If you have ever listened to Vin Scully announce a Dodger game, then you know he is a man of stories. He’s not just the storyteller of the game being played, but the holder and revealer of stories of the players in the game.There is the story of Sandy Koufax standing on the mound, “the loneliest place in Dodger Stadium” as he was only two outs away from a perfect game; of Rich Aurilla who grew up playing stickball in Brooklyn and would have to scatter anytime the ball broke a mob boss’s window; of Ted Williams, a pilot for the Marine Air Corp, who was almost shot down during the Korean War.

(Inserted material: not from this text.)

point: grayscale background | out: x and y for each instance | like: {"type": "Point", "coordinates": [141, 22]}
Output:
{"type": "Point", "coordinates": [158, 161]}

While Scully has his almanac of stories, we, here at Network Automation, are collecting stories of our own. Last week, NAI had the pleasure to attend one of the most heated rivalries in baseball, the Giants vs Dodgers at Dodger Stadium. With Dodger fans outnumbering Giant fans 5 to 1 among our group, we placed friendly bets and encouraged good-hearted, back-and-forth banter. The game became a real thriller in the late innings, when the Dodger batters finally looked past the mystique and shoe polish of Brian Wilson’s beard and started an 8th inning rally off the bats of Matt Kemp and Juan Uribe whose back-to-back hits tied the game at 5-5.

Aleksey and Co.

Amongst the cheers, boos and chants while we were watching the game and chowing down on hot dogs, the question arose: What do Dodger Dogs and software have in common?

But before we tackle that question, here is a quick history of the Dodger Dog: Created and coined by Thomas Arthur, the first concession manager at Dodger Stadium, in 1962, the Dodger Dog is a “foot-long” hot dog standing at 10 ¾ inches long and wrapped in a steamed bun. It is the most consumed hot dog in all of Major League Baseball. To a Dodger Diehard, eating a Dodger Dog during the game is one of the most important tenets of being a fan…right behind hating the Giants.

Dev

  • But back to the question of Dodger Dogs and software at hand, what do they, if anything, have in common?
  • Dodger Dogs come in two different versions: steamed or grilled (the classic style), just like our two versions: AutoMate 8 and AutoMate BPA Server 8.
  • Both are home-based in Los Angeles.
  • There are 1.12 million Dodger Dogs served each year at Dodger Stadium, AT&T Bricktown Ballpark in Oklahoma City and several small, chain restaurants in Southern California, whereas Network Automation has more than 10,000 customers in over 60 countries.
  • Creating the perfect hot dog works best if you use the “no code, no limits” mantra. You can use any combination of condiments from mustard and onions, chili and cheese, ketchup and relish and even sauerkraut, if you dare. Just drag and drop the condiments on your dog, and enjoy.

Dustin and Nick

Our conversation was soon cut short by the crack of the bat from Giants outfielder Cody Ross who smacked a three-run home run over the left-field wall, giving the Giants an 8-5 lead and the win. For some, it was a shame the home team didn’t win, for others (like this writer and Giants fan) it was the perfect ending to a spring evening of stories, Dodger Dogs and software.